The aquaporin-4 water channel and updates on its potential as a drug target for Alzheimer's disease.

作者信息

Silverglate Bret, Gao Xiaoyi, Lee Hannah P, Maliha Peter, Grossberg George T

机构信息

Division of Geriatric Psychiatry, St. Louis University School of Medicine, St. Louis, Missouri, USA.

Carolyn Wells-Peterson Geriatric Psychiatry Research Fellow, St. Louis University School of Medicine, St. Louis, Missouri, USA.

出版信息

Expert Opin Ther Targets. 2023 Jul-Dec;27(7):523-530. doi: 10.1080/14728222.2023.2240017. Epub 2023 Jul 27.

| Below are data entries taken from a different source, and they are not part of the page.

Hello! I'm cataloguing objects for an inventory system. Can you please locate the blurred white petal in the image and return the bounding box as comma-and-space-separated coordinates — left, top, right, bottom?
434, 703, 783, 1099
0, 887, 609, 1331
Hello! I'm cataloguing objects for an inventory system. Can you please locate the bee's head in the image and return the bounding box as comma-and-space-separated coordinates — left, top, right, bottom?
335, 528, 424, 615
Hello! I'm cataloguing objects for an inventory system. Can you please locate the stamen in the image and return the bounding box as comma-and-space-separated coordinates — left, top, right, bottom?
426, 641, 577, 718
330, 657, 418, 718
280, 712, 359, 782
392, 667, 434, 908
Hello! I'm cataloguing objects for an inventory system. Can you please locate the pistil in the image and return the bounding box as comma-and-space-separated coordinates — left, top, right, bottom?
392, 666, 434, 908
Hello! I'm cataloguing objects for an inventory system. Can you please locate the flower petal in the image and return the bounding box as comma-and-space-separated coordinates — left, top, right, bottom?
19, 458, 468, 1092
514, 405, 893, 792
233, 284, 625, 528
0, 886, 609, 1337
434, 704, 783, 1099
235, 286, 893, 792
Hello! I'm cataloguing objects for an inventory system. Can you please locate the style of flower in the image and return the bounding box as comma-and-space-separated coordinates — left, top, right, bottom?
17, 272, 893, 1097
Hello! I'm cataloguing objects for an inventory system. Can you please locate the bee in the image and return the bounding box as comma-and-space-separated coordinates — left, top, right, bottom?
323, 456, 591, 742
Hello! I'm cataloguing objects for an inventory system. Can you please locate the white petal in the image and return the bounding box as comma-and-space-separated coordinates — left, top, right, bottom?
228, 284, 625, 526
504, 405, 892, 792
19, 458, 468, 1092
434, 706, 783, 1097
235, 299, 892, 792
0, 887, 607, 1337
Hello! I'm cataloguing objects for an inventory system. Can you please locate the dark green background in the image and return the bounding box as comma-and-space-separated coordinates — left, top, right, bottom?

DOI:10.1080/14728222.2023.2240017
PMID:37475487
Abstract

INTRODUCTION

Although there are several FDA-approved treatments for Alzheimer's disease (AD), only recently have disease-modifying therapies received approval for use in patients. In this narrative review, we examine the history of aquaporin-4 (AQP4) as a therapeutic target for NMOSD (neuromyelitis optica spectrum disorder) and as a potential therapeutic target for AD.

AREAS COVERED

We review the basic science and discovery of AQP4, a transmembrane water-channel essential to regulating water balance in the central nervous system (CNS). We also review the pathogenesis of NMOSD, an autoimmune disease characterized by the destruction of cells that express AQP4. Then, we review how AQP4 is likely involved in the pathogenesis of Alzheimer's disease (AD). Finally, we discuss future challenges with drug design that would modulate AQP4 to potentially slow AD development. The literature search for this article consisted of searching Google Scholar and PubMed for permutations of the keywords 'Alzheimer's disease,' 'aquaporin-4,' 'neuromyelitis optica,' and their abbreviations.

EXPERT OPINION

We place research into AQP4 into context with other recent developments in AD research. A major difficulty with drug development for Alzheimer's is the lack of strategies to cleanly target the early pathogenesis of the disease. Targeting AQP4 may provide such a strategy.

摘要

引言

尽管美国食品药品监督管理局(FDA)已批准多种治疗阿尔茨海默病(AD)的方法,但直到最近疾病修饰疗法才获批用于患者。在这篇叙述性综述中,我们探讨水通道蛋白4(AQP4)作为视神经脊髓炎谱系障碍(NMOSD)治疗靶点以及作为AD潜在治疗靶点的历史。

涵盖领域

我们回顾AQP4的基础科学及发现,AQP4是一种对调节中枢神经系统(CNS)水平衡至关重要的跨膜水通道。我们还回顾了NMOSD的发病机制,NMOSD是一种以表达AQP4的细胞被破坏为特征的自身免疫性疾病。然后,我们回顾AQP4可能如何参与阿尔茨海默病(AD)的发病机制。最后,我们讨论药物设计未来面临的挑战,这些挑战涉及调节AQP4以潜在减缓AD发展。本文的文献检索包括在谷歌学术和PubMed上搜索关键词“阿尔茨海默病”、“水通道蛋白4”、“视神经脊髓炎”及其缩写的各种排列组合。

专家观点

我们将对AQP4的研究与AD研究的其他最新进展相结合进行探讨。阿尔茨海默病药物研发的一个主要困难在于缺乏精准靶向该疾病早期发病机制的策略。靶向AQP4可能提供这样一种策略。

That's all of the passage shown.